By staff and agency

EU mechanism for Iran trade to be symbolically ready on Nov. 4: diplomats

October 24, 2018 - 20:34

A new European Union mechanism to facilitate payments for Iranian exports should be legally in place by Nov. 4, when the next phase of U.S. sanctions hit, but it will not be operational until early next year, three diplomats said.

The mechanism, a so-called special purpose vehicle (SPV), is designed to circumvent the sanctions, under which Washington can cut off any bank that facilitates oil transactions with Iran.

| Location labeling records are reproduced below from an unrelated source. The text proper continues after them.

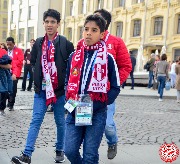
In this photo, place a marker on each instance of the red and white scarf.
(49, 69)
(98, 84)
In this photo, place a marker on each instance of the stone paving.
(139, 121)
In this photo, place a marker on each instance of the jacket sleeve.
(123, 60)
(113, 77)
(17, 64)
(70, 47)
(34, 54)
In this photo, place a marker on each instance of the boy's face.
(91, 33)
(51, 25)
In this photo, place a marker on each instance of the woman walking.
(177, 70)
(161, 74)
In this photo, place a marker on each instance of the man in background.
(17, 57)
(28, 68)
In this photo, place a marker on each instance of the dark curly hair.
(52, 13)
(106, 15)
(99, 20)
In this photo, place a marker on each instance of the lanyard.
(86, 73)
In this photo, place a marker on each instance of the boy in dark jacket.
(5, 79)
(89, 70)
(49, 55)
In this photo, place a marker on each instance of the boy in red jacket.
(118, 49)
(17, 57)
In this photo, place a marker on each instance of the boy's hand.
(14, 77)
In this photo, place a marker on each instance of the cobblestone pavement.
(139, 121)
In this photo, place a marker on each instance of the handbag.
(168, 85)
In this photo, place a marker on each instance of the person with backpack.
(150, 68)
(92, 80)
(49, 57)
(5, 79)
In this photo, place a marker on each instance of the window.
(13, 34)
(13, 17)
(5, 4)
(121, 3)
(137, 1)
(80, 32)
(178, 28)
(4, 21)
(70, 8)
(21, 35)
(137, 28)
(32, 12)
(119, 29)
(4, 35)
(30, 33)
(158, 24)
(69, 30)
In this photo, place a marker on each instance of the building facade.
(26, 20)
(3, 20)
(146, 26)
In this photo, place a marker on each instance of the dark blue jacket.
(113, 77)
(5, 75)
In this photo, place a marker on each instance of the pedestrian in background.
(155, 83)
(151, 67)
(177, 70)
(17, 57)
(28, 68)
(173, 73)
(133, 62)
(49, 57)
(5, 79)
(89, 66)
(161, 74)
(3, 46)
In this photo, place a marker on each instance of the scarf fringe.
(98, 96)
(51, 100)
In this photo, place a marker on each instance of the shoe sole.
(16, 161)
(59, 161)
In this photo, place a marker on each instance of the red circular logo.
(169, 152)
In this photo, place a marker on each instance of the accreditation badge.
(84, 111)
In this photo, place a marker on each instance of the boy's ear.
(102, 35)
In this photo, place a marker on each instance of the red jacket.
(118, 49)
(17, 61)
(2, 52)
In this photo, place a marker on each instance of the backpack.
(147, 66)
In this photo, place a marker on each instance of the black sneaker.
(59, 157)
(112, 151)
(11, 108)
(21, 159)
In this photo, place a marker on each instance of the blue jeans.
(39, 110)
(110, 129)
(162, 81)
(90, 136)
(151, 76)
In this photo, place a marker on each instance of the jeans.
(12, 96)
(3, 98)
(173, 80)
(151, 77)
(110, 128)
(90, 136)
(161, 86)
(27, 68)
(39, 110)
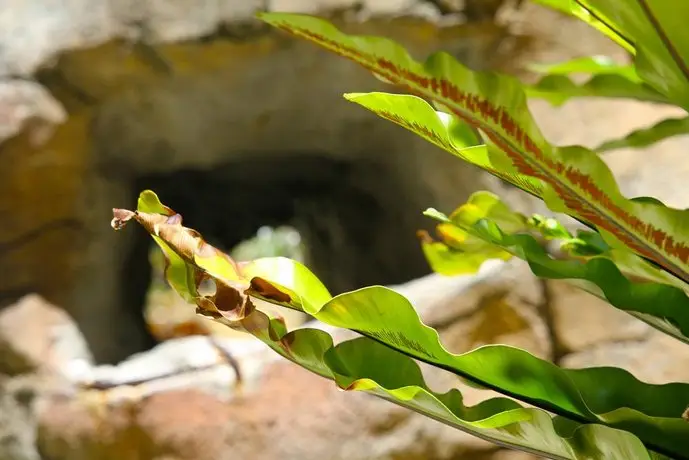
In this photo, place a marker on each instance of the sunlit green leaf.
(649, 136)
(575, 180)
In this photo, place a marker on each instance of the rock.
(657, 359)
(178, 97)
(507, 311)
(581, 320)
(27, 105)
(49, 340)
(17, 420)
(180, 400)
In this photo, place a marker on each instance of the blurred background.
(244, 131)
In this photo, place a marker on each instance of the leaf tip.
(121, 217)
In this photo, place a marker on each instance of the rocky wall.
(98, 100)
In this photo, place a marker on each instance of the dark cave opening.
(337, 207)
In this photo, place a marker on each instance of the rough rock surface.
(193, 99)
(99, 100)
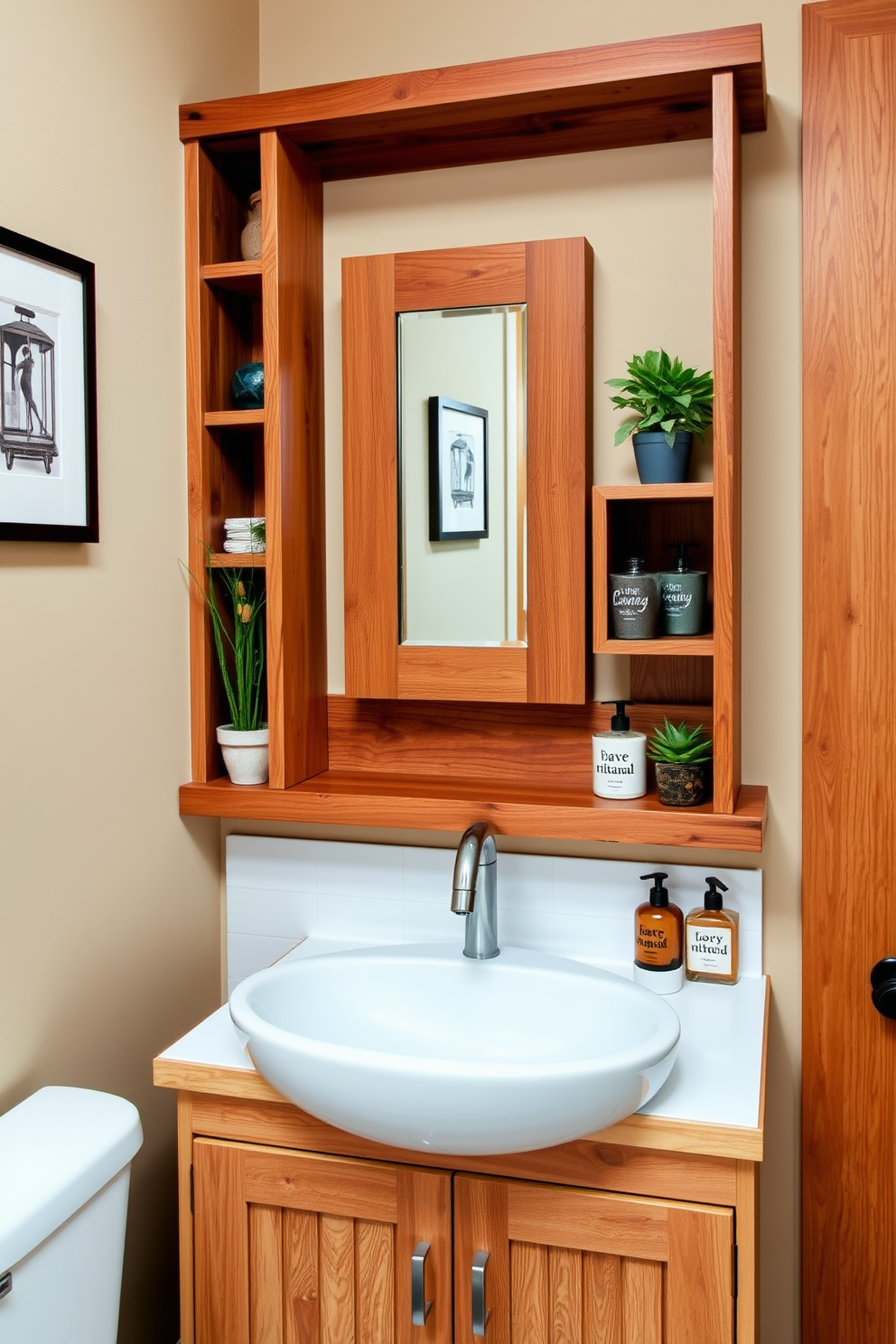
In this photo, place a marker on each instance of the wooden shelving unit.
(240, 462)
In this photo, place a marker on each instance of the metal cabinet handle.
(477, 1289)
(882, 986)
(419, 1307)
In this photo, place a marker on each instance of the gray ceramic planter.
(680, 785)
(656, 462)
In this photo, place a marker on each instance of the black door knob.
(882, 986)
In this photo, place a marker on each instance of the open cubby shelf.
(322, 766)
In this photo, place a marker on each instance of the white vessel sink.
(421, 1047)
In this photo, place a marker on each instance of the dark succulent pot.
(680, 785)
(247, 387)
(656, 462)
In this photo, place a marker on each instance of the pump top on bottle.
(620, 758)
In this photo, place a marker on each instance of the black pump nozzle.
(658, 894)
(712, 895)
(683, 547)
(620, 722)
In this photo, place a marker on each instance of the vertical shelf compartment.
(702, 671)
(258, 462)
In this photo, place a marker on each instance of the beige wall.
(647, 212)
(109, 908)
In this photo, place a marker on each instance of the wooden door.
(849, 668)
(306, 1249)
(575, 1266)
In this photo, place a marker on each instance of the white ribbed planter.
(245, 754)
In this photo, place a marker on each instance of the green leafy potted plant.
(240, 660)
(681, 757)
(670, 405)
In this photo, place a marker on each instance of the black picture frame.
(450, 422)
(30, 372)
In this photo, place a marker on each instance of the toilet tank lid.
(57, 1149)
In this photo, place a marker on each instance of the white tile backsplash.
(283, 890)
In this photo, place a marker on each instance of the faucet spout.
(474, 890)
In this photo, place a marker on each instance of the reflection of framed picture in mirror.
(458, 471)
(47, 394)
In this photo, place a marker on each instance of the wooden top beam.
(629, 93)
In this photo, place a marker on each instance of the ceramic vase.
(680, 785)
(245, 754)
(250, 239)
(247, 387)
(656, 462)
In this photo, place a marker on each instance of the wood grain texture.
(559, 283)
(369, 475)
(204, 756)
(295, 614)
(747, 1239)
(426, 674)
(642, 1302)
(602, 1299)
(617, 1225)
(301, 1277)
(500, 742)
(220, 1242)
(659, 1159)
(529, 1294)
(466, 277)
(515, 809)
(481, 1225)
(700, 1305)
(374, 1283)
(336, 1285)
(245, 277)
(265, 1274)
(332, 1186)
(185, 1215)
(725, 429)
(238, 420)
(849, 632)
(424, 1215)
(554, 278)
(659, 86)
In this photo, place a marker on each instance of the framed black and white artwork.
(458, 471)
(47, 394)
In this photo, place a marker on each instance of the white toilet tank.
(65, 1168)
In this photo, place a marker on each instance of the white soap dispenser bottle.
(620, 758)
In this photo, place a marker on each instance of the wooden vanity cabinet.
(295, 1233)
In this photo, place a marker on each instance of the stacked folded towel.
(243, 535)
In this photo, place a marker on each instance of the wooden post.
(725, 339)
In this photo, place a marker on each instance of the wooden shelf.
(367, 798)
(242, 277)
(234, 420)
(242, 561)
(665, 645)
(672, 490)
(630, 93)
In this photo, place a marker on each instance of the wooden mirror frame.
(554, 278)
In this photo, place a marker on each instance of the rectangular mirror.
(461, 409)
(466, 451)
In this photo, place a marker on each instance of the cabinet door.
(306, 1249)
(574, 1266)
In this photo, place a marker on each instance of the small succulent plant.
(680, 745)
(664, 396)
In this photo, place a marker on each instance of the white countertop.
(716, 1077)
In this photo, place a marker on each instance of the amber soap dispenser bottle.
(711, 938)
(658, 937)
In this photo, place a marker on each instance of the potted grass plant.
(681, 757)
(667, 405)
(238, 632)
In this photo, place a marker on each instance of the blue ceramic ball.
(247, 387)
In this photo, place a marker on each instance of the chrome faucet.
(474, 891)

The SPV would work as a barter system, avoiding the U.S. financial system by using an EU intermediary to handle trade with Iran. It would ensure that Iranian oil bought by Europeans could be paid for with EU goods and services of the same value.

“We’re trying to put the SPV in place before Nov. 4 and are pretty confident we can do it,” one EU diplomat said, according to Reuters. “It won’t be operational immediately. It will take time and the time that takes will be months.”

The physical location of a head office and other issues still had to be worked out, the diplomat added.

A second diplomat said everything was in place to have a symbolic start date to show Tehran that the EU was meeting its promises. The bloc’s foreign policy chief, Federica Mogherini, announced the plan at the United Nations General Assembly in New York in September.

The EU, with support from China and Russia, hopes to keep Tehran in a 2015 nuclear agreement by allowing trade to flow despite U.S. penalties.

“We need to demonstrate to the Iranians that we are working to uphold the (nuclear) agreement in the face of U.S. sanctions, to keep them in, but also saying that we can only move so far, so fast,” a third diplomat said.

EU diplomats said the SPV would not be enough to preserve all trade. The aim was to convince Iran to keep its commitments under the Iran nuclear agreement signed by world powers in Vienna, from which U.S. President Trump withdrew in May.

The SPV will follow several other EU initiatives to try to shield European business with Iran from U.S. sanctions that Trump is re-imposing.